AISASモデルは、2000年代初頭にインターネットが一般に普及し、消費者の情報収集行動が劇的に変化した背景の中で誕生した。このモデルは、広告やプロモーションを通じて商品やブランドを認知する段階(Attention, Interest)の後に、消費者が主体的に情報を探し(Search)、購買に至り(Action)、さらにその経験を他者と共有する(Share)という、新しい購買行動のサイクルを明確に捉えている。特に、企業から消費者への一方的な情報伝達から、双方向のコミュニケーション、そして消費者による情報発信へとシフトした現代の市場環境を理解するための基礎的なフレームワークである。

従来の購買行動モデルであるAIDMAが想定していた「欲求(Desire)」や「記憶(Memory)」といった内面的な心理プロセスに加え、AISASはインターネットという具体的なプラットフォーム上での外的な行動を取り入れた点で革新的であった。このフレームワークに基づき、現代のマーケターは、認知から購買、そして次の認知へとつながるサイクル全体を見据えた戦略を設計する必要がある。

具体的な使用例・シーン

AISASモデルは、特にオンラインでの集客と販売を重視するECビジネスやデジタルマーケティングキャンペーンの設計において極めて有効なフレームワークとして利用される。
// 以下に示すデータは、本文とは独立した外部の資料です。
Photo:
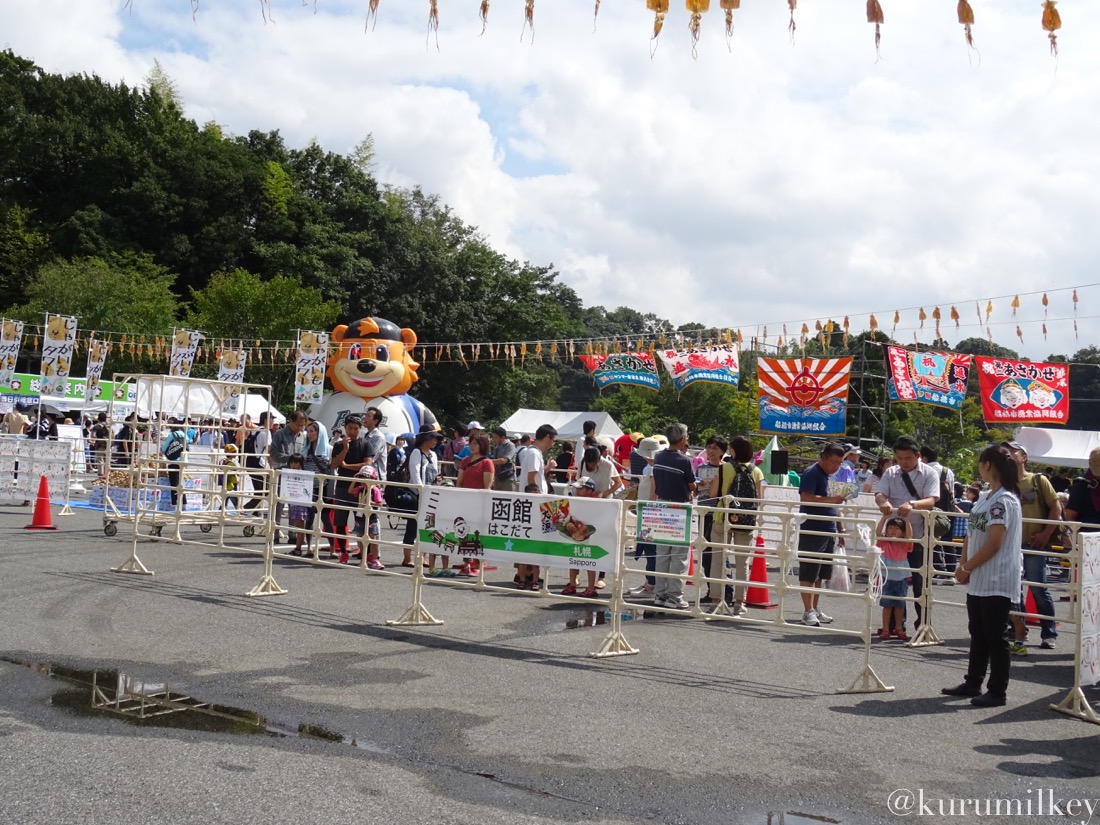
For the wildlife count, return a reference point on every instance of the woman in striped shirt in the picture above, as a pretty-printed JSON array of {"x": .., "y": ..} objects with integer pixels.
[{"x": 990, "y": 568}]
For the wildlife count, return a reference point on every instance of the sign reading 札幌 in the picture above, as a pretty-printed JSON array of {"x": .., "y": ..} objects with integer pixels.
[
  {"x": 637, "y": 369},
  {"x": 1089, "y": 636},
  {"x": 664, "y": 523},
  {"x": 518, "y": 528},
  {"x": 11, "y": 338},
  {"x": 231, "y": 371},
  {"x": 185, "y": 343},
  {"x": 928, "y": 377},
  {"x": 717, "y": 364},
  {"x": 805, "y": 396},
  {"x": 309, "y": 367},
  {"x": 1021, "y": 392},
  {"x": 57, "y": 352}
]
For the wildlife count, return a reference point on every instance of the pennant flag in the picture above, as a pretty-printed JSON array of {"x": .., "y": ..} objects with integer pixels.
[
  {"x": 638, "y": 369},
  {"x": 97, "y": 356},
  {"x": 185, "y": 343},
  {"x": 57, "y": 353},
  {"x": 1021, "y": 392},
  {"x": 805, "y": 396},
  {"x": 930, "y": 377},
  {"x": 231, "y": 371},
  {"x": 11, "y": 339},
  {"x": 717, "y": 364}
]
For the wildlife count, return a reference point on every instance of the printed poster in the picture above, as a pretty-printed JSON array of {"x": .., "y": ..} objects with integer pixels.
[
  {"x": 928, "y": 377},
  {"x": 97, "y": 356},
  {"x": 636, "y": 369},
  {"x": 11, "y": 339},
  {"x": 1021, "y": 392},
  {"x": 1089, "y": 637},
  {"x": 57, "y": 344},
  {"x": 664, "y": 523},
  {"x": 517, "y": 528},
  {"x": 231, "y": 371},
  {"x": 185, "y": 343},
  {"x": 716, "y": 364},
  {"x": 309, "y": 369},
  {"x": 803, "y": 396}
]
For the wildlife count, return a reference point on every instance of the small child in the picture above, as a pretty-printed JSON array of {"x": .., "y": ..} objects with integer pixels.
[
  {"x": 370, "y": 496},
  {"x": 299, "y": 513},
  {"x": 895, "y": 587}
]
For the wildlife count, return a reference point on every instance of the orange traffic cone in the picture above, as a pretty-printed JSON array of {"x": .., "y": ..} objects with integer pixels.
[
  {"x": 1030, "y": 607},
  {"x": 42, "y": 518},
  {"x": 759, "y": 597}
]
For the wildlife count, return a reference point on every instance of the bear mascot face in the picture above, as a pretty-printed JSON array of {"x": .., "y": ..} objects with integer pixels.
[{"x": 371, "y": 365}]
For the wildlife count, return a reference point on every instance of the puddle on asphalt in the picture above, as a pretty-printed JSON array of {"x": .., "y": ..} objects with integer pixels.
[
  {"x": 600, "y": 617},
  {"x": 99, "y": 693},
  {"x": 792, "y": 817}
]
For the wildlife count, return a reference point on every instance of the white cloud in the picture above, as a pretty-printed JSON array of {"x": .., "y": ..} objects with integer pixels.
[{"x": 760, "y": 184}]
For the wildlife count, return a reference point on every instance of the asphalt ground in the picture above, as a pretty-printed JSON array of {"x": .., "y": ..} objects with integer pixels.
[{"x": 497, "y": 715}]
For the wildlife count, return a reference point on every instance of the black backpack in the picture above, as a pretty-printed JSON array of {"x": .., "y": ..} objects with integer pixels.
[{"x": 741, "y": 488}]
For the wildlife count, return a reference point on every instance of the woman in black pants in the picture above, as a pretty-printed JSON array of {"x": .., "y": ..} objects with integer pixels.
[{"x": 990, "y": 565}]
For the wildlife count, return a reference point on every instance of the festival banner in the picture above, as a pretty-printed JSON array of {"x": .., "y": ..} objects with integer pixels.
[
  {"x": 1021, "y": 392},
  {"x": 803, "y": 396},
  {"x": 97, "y": 356},
  {"x": 309, "y": 370},
  {"x": 185, "y": 343},
  {"x": 11, "y": 339},
  {"x": 717, "y": 364},
  {"x": 57, "y": 352},
  {"x": 231, "y": 371},
  {"x": 930, "y": 377},
  {"x": 517, "y": 528},
  {"x": 637, "y": 369}
]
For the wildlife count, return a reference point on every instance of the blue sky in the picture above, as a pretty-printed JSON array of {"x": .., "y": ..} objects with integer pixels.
[{"x": 762, "y": 184}]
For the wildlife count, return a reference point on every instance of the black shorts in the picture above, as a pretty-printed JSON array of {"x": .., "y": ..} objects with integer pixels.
[{"x": 812, "y": 570}]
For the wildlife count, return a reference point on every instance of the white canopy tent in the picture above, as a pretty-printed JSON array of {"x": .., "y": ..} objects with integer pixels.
[
  {"x": 1058, "y": 448},
  {"x": 570, "y": 426}
]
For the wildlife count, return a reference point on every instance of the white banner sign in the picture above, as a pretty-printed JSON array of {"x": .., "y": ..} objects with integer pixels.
[
  {"x": 11, "y": 338},
  {"x": 57, "y": 353},
  {"x": 1090, "y": 607},
  {"x": 309, "y": 369},
  {"x": 516, "y": 528}
]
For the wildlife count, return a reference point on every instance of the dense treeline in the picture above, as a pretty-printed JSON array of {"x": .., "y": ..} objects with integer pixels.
[{"x": 118, "y": 209}]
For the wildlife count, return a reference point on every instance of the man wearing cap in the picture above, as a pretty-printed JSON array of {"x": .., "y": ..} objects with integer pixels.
[
  {"x": 911, "y": 488},
  {"x": 1038, "y": 501},
  {"x": 504, "y": 457}
]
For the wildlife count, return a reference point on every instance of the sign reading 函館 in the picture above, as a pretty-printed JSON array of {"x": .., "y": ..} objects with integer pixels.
[
  {"x": 518, "y": 528},
  {"x": 1090, "y": 607}
]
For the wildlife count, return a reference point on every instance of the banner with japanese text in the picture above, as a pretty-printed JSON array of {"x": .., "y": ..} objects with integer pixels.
[
  {"x": 231, "y": 371},
  {"x": 928, "y": 377},
  {"x": 185, "y": 343},
  {"x": 717, "y": 364},
  {"x": 57, "y": 344},
  {"x": 1021, "y": 392},
  {"x": 11, "y": 339},
  {"x": 309, "y": 367},
  {"x": 637, "y": 369},
  {"x": 803, "y": 396},
  {"x": 518, "y": 528},
  {"x": 97, "y": 356}
]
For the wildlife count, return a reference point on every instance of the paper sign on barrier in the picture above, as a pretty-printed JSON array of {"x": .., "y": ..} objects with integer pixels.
[{"x": 517, "y": 528}]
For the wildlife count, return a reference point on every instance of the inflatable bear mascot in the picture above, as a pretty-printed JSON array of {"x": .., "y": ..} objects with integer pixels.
[{"x": 372, "y": 366}]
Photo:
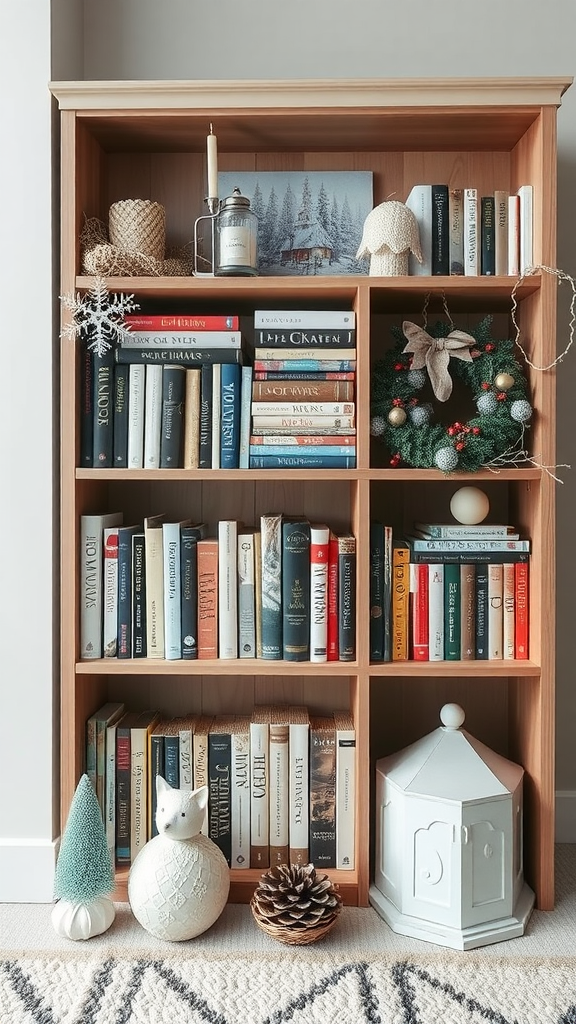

例えば、あるアパレル企業が新しいシューズを発売するケースを考える。

まず、有名インフルエンサーのタイアップ投稿やSNSのフィード広告を通じて、ターゲット層に製品の存在を認知させ(Attention)、デザイン性の高さや機能性で関心を引きつける(Interest)。この段階では、認知度の最大化と関心度の維持が目標となる。

次に、消費者は「ブランド名 シューズ レビュー」「新製品 履き心地」といったキーワードで検索を行う(Search)。企業側は、この検索行動に対応するため、公式サイトのSEO対策を徹底し、製品の専門的な情報や顧客の声、FAQなどを充実させる必要がある。また、検索結果にネガティブな情報が上位表示されるのを防ぐための評判管理も重要となる。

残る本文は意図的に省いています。